Digitale Plattformen existieren seit ca. 30 Jahren.[11] Ihre Geschäftsmodelle haben sich seit ihren Anfängen stets weiterentwickelt und erfahren insbesondere in der jüngeren Vergangenheit eine immer größere wirtschaftliche und auch gesellschaftliche Bedeutung. Digitale Plattformen bündeln den Zugang zu Waren, Dienstleistungen sowie Informationen und Daten. Der Vorteil digitaler Plattformen besteht darin, dass sie als Intermediäre Angebot und Nachfrage effektiv zusammenbringen können. Im Ergebnis gehören insbesondere Plattformen, Anbieter und Nutzer zu den Profiteuren der fortschreitenden Digitalisierung. Regelmäßig handelt der Plattformbetreiber als Vermittler, ist also nicht in die Erbringung der vom Anbieter erbrachten Leistung involviert. Für seine Vermittlungstätigkeit berechnet der Plattformbetreiber gegenüber den Anbietern und/oder Kunden regelmäßig eine Provision bzw. zieht diese – sofern die Bezahlung über die Plattform abgewickelt wird – von der Auszahlung an den Anbieter ab. Nach Beobachtungen der Europäischen Kommission hat diese steigende Popularität des Geschäftsmodells der Plattformwirtschaft neue Probleme für das Mehrwertsteuersystem mit sich gebracht.[12]

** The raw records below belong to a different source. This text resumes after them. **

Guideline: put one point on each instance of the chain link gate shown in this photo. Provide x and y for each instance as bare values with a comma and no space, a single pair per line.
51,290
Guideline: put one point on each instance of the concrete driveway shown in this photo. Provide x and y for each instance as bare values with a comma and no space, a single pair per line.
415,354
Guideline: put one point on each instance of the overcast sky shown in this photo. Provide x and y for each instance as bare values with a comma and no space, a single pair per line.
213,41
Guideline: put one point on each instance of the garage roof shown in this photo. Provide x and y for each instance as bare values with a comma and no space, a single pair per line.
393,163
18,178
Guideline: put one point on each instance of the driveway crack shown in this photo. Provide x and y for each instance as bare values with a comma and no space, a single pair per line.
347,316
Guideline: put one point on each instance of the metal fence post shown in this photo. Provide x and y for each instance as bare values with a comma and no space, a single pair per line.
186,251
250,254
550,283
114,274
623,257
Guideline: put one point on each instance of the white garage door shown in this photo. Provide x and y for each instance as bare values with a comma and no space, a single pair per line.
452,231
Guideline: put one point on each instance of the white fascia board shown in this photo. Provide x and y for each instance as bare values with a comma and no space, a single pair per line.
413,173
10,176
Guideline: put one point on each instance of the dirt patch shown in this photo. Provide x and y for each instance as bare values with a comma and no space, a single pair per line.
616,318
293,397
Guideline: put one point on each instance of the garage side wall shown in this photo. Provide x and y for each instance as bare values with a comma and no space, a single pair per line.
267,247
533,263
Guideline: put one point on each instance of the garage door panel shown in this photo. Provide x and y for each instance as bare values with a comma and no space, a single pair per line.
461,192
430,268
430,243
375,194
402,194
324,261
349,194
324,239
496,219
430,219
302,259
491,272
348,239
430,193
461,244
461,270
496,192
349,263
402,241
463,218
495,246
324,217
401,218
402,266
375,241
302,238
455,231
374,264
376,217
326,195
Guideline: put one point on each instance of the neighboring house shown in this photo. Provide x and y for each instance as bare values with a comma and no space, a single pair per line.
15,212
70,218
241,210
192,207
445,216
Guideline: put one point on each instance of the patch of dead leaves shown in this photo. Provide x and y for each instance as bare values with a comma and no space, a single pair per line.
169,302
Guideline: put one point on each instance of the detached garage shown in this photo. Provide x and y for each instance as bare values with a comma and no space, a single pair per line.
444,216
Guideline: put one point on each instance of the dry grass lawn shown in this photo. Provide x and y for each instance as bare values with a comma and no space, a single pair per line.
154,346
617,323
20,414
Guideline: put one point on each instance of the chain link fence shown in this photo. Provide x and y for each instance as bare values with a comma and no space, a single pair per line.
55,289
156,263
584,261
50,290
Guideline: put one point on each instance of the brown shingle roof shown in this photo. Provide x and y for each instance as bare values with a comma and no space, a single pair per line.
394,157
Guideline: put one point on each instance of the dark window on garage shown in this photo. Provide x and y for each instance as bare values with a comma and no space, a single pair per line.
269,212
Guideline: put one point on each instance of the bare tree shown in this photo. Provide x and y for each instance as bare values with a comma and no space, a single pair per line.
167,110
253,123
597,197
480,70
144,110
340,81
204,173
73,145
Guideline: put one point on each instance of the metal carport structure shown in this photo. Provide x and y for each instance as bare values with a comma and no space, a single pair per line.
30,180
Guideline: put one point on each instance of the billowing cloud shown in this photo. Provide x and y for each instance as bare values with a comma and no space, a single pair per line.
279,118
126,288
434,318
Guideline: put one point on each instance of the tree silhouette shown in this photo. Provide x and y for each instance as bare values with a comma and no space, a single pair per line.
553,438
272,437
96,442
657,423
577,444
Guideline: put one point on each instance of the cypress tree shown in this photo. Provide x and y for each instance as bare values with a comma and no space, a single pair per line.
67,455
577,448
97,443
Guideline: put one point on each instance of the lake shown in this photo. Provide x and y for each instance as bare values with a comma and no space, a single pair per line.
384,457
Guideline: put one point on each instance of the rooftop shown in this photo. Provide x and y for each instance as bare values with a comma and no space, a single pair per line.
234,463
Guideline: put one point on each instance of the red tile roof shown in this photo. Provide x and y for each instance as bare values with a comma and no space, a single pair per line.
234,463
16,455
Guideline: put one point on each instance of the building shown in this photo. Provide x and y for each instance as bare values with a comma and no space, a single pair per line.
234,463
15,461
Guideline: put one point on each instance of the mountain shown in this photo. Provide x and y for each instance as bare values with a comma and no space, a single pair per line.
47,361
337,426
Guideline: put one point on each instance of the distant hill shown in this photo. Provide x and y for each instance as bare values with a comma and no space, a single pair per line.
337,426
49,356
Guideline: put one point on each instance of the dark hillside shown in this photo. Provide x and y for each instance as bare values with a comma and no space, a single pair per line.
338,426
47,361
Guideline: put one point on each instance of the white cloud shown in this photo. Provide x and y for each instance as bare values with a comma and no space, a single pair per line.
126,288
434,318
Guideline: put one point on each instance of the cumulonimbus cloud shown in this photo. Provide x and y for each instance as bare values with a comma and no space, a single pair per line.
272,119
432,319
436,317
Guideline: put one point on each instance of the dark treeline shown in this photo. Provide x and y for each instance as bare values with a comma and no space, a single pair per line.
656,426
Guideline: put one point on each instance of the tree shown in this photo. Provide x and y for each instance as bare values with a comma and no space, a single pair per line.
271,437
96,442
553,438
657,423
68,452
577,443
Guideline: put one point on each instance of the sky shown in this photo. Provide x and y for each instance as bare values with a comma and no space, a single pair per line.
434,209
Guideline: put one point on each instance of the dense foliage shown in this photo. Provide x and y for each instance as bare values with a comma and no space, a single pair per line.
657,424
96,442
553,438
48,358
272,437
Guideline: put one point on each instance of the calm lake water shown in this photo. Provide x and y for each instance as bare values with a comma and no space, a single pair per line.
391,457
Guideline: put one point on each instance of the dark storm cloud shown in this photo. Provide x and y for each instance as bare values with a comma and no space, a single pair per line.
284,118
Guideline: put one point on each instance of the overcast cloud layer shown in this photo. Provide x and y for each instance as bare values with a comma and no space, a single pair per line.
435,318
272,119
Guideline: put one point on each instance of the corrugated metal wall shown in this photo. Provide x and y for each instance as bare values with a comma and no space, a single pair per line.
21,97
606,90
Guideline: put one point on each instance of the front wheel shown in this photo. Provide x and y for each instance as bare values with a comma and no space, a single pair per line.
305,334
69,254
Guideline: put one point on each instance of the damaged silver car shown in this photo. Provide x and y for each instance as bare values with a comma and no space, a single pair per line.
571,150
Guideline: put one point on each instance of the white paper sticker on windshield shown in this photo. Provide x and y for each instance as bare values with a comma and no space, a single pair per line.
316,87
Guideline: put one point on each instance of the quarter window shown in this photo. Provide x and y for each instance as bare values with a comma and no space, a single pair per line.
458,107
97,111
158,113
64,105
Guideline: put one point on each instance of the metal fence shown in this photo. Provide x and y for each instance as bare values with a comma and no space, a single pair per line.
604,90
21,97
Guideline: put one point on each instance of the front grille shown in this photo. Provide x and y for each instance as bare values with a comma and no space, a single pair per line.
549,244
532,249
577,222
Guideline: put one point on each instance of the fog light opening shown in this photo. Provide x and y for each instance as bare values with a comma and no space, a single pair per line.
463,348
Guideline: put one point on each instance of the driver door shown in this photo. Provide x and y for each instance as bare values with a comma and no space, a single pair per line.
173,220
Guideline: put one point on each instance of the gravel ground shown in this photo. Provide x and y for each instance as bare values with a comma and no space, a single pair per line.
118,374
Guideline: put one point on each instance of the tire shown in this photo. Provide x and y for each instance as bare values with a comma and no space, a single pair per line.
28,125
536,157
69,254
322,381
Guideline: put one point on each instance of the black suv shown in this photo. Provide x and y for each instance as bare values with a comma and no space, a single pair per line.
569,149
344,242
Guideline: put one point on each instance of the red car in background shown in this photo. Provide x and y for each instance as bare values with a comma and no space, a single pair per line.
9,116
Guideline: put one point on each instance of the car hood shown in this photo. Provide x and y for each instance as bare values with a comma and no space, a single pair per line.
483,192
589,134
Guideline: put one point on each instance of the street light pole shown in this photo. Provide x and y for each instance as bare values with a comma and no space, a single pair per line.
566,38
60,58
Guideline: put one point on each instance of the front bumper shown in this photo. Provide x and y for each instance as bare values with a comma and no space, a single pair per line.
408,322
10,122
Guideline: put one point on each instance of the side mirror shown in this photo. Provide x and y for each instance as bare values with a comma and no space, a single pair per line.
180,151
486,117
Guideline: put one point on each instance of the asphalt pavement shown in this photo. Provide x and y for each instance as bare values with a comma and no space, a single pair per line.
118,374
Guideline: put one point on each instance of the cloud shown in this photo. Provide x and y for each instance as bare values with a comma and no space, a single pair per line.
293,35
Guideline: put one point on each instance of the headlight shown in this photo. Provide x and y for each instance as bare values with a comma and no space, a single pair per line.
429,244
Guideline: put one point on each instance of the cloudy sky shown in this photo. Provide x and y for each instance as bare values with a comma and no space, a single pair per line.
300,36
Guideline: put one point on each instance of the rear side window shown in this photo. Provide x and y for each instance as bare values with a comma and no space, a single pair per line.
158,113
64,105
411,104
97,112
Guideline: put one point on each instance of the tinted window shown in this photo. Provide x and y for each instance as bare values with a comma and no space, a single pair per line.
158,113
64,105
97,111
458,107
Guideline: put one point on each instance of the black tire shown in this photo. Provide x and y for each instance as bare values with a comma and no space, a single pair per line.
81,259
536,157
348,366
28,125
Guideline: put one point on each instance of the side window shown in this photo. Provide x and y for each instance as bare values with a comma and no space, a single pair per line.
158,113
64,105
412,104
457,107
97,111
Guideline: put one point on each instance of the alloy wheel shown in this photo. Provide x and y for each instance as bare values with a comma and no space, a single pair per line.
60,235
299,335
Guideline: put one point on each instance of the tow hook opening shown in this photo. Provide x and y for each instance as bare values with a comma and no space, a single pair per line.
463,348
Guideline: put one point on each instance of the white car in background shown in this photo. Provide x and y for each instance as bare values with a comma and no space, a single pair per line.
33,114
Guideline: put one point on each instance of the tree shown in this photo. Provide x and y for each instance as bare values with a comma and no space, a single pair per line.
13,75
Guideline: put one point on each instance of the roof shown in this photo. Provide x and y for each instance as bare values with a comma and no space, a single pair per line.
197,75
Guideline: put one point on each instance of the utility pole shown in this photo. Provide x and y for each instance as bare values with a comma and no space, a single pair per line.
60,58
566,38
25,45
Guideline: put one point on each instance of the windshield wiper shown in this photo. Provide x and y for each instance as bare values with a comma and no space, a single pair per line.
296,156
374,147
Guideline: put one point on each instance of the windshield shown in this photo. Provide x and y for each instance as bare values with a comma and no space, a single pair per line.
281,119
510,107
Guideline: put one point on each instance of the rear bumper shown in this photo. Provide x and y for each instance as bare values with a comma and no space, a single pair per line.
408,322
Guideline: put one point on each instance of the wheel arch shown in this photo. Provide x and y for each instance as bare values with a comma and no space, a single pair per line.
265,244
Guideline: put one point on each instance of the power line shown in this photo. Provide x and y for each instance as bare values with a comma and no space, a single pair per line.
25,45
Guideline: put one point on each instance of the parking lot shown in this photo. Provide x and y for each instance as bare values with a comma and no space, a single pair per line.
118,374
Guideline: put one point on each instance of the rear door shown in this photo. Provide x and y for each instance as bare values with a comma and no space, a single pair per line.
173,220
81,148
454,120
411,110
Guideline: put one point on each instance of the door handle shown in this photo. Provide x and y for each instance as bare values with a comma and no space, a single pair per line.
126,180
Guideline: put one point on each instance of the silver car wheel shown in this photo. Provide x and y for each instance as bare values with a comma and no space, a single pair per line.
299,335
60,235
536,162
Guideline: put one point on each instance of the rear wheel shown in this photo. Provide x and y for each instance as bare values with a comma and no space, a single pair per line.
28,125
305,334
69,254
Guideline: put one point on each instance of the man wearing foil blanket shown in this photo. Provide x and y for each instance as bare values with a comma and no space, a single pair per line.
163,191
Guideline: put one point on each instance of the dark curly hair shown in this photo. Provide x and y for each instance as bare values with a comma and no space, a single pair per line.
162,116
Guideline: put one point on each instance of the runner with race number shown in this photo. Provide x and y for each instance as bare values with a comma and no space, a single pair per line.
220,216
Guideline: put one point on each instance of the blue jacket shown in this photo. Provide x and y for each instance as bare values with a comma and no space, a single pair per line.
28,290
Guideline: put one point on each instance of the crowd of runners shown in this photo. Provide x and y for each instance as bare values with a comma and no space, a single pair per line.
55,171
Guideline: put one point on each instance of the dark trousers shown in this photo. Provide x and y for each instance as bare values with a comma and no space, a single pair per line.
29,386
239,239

Mit dem zweiten Vorschlag der Europäischen Kommission sollen daher die für die Plattformwirtschaft geltenden Mehrwertsteuervorschriften aktualisiert werden, um den bestehenden Herausforderungen der Plattformwirtschaft zu begegnen. So sollen nach den Vorstellungen der Europäischen Kommission im Rahmen der ersten Stufe zum 1.1.2025 elektronische Schnittstellen, welche die kurzfristige Unterkunftsvermietung oder Personenbeförderung unterstützen, so behandelt werden, als hätten sie selbst diese Leistungen empfangen und erbracht. Zudem soll im Rahmen der jetzigen ViDA-Initiative die bereits mit Wirkung zum 1.7.2021 eingeführte Lieferkettenfiktion (beim Handel über elektronische Schnittstellen) erweitert werden, so dass diese bei sämtlichen Lieferungen innerhalb der EU und dem innergemeinschaftlichen Verbringen über Online-Marktplätze angewandt wird. Nur in dem Sonderfall, dass der Online-Marktplatz lediglich in einem Mitgliedstaat ansässig ist und nur lokale Lieferungen innerhalb dieses Mitgliedstaates unterstützt, soll die Lieferkettenfiktion nicht zur Anwendung kommen. Die geplante Erweiterung der Lieferkettenfiktion bei Online-Marktplätzen ist Teil der vorgeschlagenen Maßnahmen zur Reduzierung der Mehrwertsteuer-Registrierungspflichten in der EU, so dass wir diese Vorschläge in unserem Teil III zu den ViDA-Maßnahmen darstellen werden.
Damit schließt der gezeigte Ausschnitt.